Cavitations, a common feature of pulmonary Aspergillosis observed in lung CT scan, were reported in all four adults (age 49–79 years) belonging to a group with invasive aspergillosis and in two out of five children, aged 7–11 years, with Aspergillosis and Mucormycosis (Figure 7, Table 3).
In a group of seven premature newborns the sonographic pattern of lung invasive fungal disease was typical, characterized by bilateral lung consolidation with air bronchogram and irregular boundaries (Table 3). Different patterns of B lines, reflecting a different degree of lung edema, were observed in all non-consolidated areas.
In a group of older children (5–11 years), more typical lesions were described, including hypo-echoic nodules with hyperechoic rims or hyper-echoic nodules with hypo/anechoic rims (Figure 8, Figure 9 and Figure 10). In a few cases, the “fungus ball” was evidenced as a hyper-echoic area in the center of the main lesion (Figure 8).

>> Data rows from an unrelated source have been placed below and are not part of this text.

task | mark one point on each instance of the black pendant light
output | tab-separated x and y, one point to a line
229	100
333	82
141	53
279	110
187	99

3.2.3. Mycobacterium tuberculosis Lung Infection

We selected six studies, including a total of 213 patients affected by pulmonary TB. Of these, one study included only children (40 cases, with a mean age of 2 years old) and one study specifically selected 10 adults with miliary TB (Table 4). The studies were performed either in Western countries including patients at high risk for TB or in countries that have a high risk of TB.
Sonographic consolidations, often multiples and mainly apical, where commonly described in both children (55%) and adults (from 77% to 80%), with the exception of cases of miliary TB. None of the studies, except a single case report, reported the occurrence of atelectasis in the context of consolidated areas.
In adult TB, the most common and peculiar findings were circular or ellipsoidal hypo-echoic sub-pleural lesion, generally <1.5 cm, defined as “sub-pleural nodes”. These were reported in up to 90% of adults, mainly in the superior quadrants of the lung (Table 4, Figure 11 and Figure 12).
Pleural effusion was most commonly found in children (30%) than in adults (on average 15% of the cases). However, pleural irregularities were common findings in all groups. Sonographic cavitation was absent in children and was reported in a small number of adults (5 to 30%) (Figure 13 and Table 4).
In 10 adults with miliary TB, a quite precise sonographic pattern was shown, invariably characterized by B lines and echogenic bright “granular” artifacts in the sub-pleural areas, defined as “sub-pleural granularities”.

4. Discussion

4.1. General Considerations

Over the last decade, a considerable amount of work has been performed to define the role of LUS as point-of-care diagnostic tool [46,47,48,49,50,51,52,53,54,55]. While most of the studies focused on CAP, with pathogens rarely microbiologically distinguished, LUS has also been proposed as a tool for etiological diagnosis [33]. This systematic revision explored cases of lung infection caused by pathogens which are rare in the immunocompetent population (Mycobacteria and fungi) or by intracellular pathogens. These infections are common in children but are mainly included in the group of community acquired infections, without any distinction from the most common etiologies such as S. pneumoniae. We found a limited number of studies, particularly for fungal infection. These studies presented several limitations including mainly a small sample size and heterogeneous definitions of lung sonographic patterns. This is not surprising, as LUS is still an emerging technique and is currently in the process of standardization. For this reason, the studies were difficult to compare and the study populations difficult to merge. However, we found that some interesting and specific LUS patterns have been described in association with these infections and can represent a good starting point for further investigations.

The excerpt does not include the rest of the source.